Felix Fox (born May 25, 1876, Breslau, Germany – d. March 24, 1947, Boston, Massachusetts) was a German-born concert pianist and educator.
Mr. Fox studied piano with Carl Reinecke in Leipzig, and Hungarian-French pianist Isidor Philipp in Paris, and studied music theory with Salomon Jadassohn. Fox graduated from the Royal Conservatory of Music in Leipzig where he made his debut in 1896. He made his Paris debut in 1897, his Boston debut in 1898, and his London debut in 1907. Fox performed concerts with the New York Symphony Orchestra, the Philadelphia Orchestra, the Dannreuther String Quartet, the Boston Festival Orchestra, and the Boston Symphony Orchestra.

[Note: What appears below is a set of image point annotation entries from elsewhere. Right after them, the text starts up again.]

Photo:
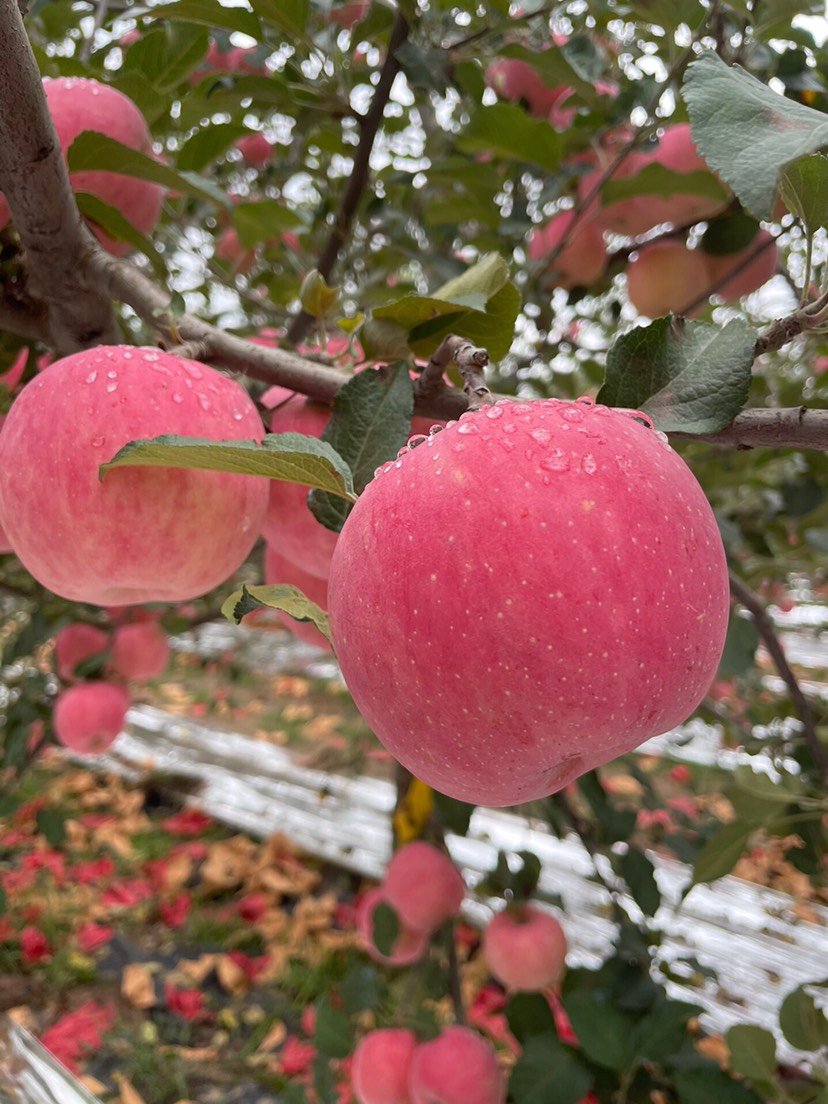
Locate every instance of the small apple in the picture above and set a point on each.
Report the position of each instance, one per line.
(423, 885)
(88, 717)
(524, 948)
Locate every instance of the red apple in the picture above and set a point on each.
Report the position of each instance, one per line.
(423, 885)
(582, 259)
(456, 1068)
(78, 104)
(75, 644)
(524, 948)
(88, 717)
(665, 277)
(279, 570)
(141, 534)
(409, 947)
(381, 1064)
(542, 586)
(752, 273)
(140, 651)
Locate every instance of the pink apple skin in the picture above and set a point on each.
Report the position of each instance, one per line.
(289, 526)
(582, 261)
(424, 887)
(553, 592)
(279, 570)
(526, 949)
(88, 717)
(81, 104)
(410, 946)
(456, 1068)
(140, 651)
(752, 276)
(141, 534)
(665, 277)
(76, 643)
(381, 1064)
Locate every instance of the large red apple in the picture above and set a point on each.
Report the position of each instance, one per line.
(142, 534)
(78, 104)
(527, 595)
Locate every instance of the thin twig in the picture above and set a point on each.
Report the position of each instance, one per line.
(767, 634)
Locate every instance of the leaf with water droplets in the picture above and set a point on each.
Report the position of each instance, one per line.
(688, 377)
(290, 457)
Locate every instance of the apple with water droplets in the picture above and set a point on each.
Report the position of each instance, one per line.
(528, 594)
(142, 533)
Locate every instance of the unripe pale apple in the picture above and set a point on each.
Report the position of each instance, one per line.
(78, 104)
(664, 277)
(88, 717)
(409, 947)
(140, 651)
(423, 885)
(142, 533)
(749, 278)
(75, 644)
(524, 948)
(582, 259)
(456, 1068)
(381, 1065)
(527, 595)
(279, 570)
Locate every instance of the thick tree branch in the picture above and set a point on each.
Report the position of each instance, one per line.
(370, 126)
(34, 181)
(767, 634)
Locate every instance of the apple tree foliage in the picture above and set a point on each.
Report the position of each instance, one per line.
(394, 209)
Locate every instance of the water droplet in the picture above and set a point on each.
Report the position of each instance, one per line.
(556, 460)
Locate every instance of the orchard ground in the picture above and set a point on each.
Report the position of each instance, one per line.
(154, 949)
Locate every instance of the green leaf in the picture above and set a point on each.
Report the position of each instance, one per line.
(93, 150)
(167, 55)
(804, 1025)
(117, 226)
(529, 1014)
(638, 873)
(370, 423)
(605, 1033)
(548, 1071)
(333, 1031)
(708, 1083)
(207, 145)
(739, 657)
(752, 1052)
(52, 824)
(290, 457)
(804, 188)
(384, 927)
(656, 180)
(722, 851)
(507, 131)
(210, 13)
(745, 131)
(282, 596)
(689, 377)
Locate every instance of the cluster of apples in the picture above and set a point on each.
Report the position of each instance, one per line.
(662, 276)
(89, 712)
(524, 949)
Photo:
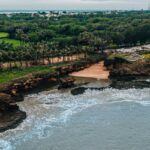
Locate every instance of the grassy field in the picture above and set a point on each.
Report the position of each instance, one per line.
(3, 35)
(15, 43)
(6, 76)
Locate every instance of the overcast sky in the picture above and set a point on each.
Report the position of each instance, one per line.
(74, 4)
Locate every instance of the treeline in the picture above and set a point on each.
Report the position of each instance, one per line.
(41, 36)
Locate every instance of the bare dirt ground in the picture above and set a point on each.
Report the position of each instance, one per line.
(96, 71)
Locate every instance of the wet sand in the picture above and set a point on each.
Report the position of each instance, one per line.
(96, 71)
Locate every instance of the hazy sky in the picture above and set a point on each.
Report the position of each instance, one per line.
(74, 4)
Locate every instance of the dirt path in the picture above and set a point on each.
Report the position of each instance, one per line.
(97, 71)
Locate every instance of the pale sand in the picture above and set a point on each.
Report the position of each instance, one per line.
(97, 71)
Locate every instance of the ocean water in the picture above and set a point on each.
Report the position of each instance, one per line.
(96, 120)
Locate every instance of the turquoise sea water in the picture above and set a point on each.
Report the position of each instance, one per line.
(96, 120)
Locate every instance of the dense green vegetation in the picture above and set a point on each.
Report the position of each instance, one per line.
(9, 75)
(3, 35)
(32, 37)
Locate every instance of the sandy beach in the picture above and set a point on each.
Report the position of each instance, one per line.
(96, 71)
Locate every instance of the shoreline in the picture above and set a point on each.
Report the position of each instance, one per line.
(14, 91)
(97, 71)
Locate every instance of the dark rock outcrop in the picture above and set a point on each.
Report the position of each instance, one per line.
(10, 115)
(66, 83)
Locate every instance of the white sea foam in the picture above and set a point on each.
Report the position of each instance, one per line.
(49, 110)
(5, 145)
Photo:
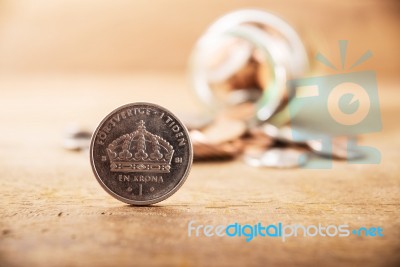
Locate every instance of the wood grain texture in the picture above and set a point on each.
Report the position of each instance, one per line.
(54, 213)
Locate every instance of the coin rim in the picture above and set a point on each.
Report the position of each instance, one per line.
(140, 202)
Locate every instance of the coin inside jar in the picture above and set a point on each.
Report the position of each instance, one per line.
(141, 153)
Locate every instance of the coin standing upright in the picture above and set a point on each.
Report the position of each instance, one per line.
(141, 153)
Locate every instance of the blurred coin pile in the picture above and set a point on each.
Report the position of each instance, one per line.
(225, 138)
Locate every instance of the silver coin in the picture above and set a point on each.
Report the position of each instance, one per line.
(195, 121)
(277, 158)
(141, 153)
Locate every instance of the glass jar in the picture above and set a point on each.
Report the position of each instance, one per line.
(242, 64)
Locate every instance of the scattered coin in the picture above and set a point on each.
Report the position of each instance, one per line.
(141, 153)
(342, 147)
(277, 158)
(206, 151)
(223, 130)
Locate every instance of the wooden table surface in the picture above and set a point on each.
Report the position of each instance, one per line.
(54, 213)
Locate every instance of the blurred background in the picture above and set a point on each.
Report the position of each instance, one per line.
(126, 36)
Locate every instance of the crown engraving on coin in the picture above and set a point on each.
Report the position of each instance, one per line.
(140, 151)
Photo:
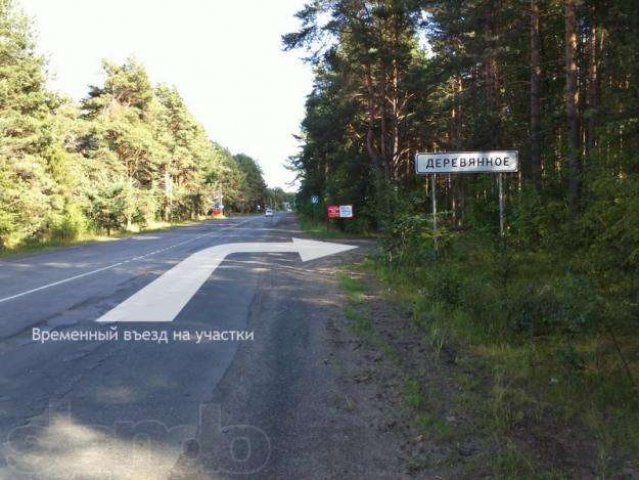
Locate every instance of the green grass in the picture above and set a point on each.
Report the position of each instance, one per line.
(531, 359)
(325, 230)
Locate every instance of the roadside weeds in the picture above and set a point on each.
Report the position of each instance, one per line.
(465, 412)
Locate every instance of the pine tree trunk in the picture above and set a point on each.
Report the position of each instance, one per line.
(593, 93)
(571, 39)
(534, 170)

Mr. Fox moved to Boston, Massachusetts in 1897, and in 1898 co-founded the Fox-Buonamici School of Pianoforte Playing with pianist Carlo Buonamici at 403 Marlborough Street in Boston's Back Bay. After Buonamici's death, in 1920, the school became the Felix Fox School of Pianoforte Playing. The school was closed in 1935.[9][10] Among Fox's students were the composer Miriam Gideon and pianist and educator Harrison Potter. Potter went on to teach at the Fox-Buonamici School. Fox also taught piano at Phillips Academy in Andover, Massachusetts in the 1920s.
Fox composed a number of songs and works for solo piano and also made transcriptions of works by composer and pianist Edward MacDowell. In 1917, Fox published 'The Boston Music Company Digest Of Piano Pieces: For The Left Hand Alone,' reprinted by Kessinger Publishing, LLC, in 2010.
In 1932, Fox began work on the operetta, The King Fishers in collaboration with noted Broadway tenor and lyricist George Mitchell. The King Fishers was copyrighted in 1933 and received its premiere by Boston's Repertory Theatre in 1934.
In 1935, Fox was named a Chevalier in the Legion of Honor for his service to French Music.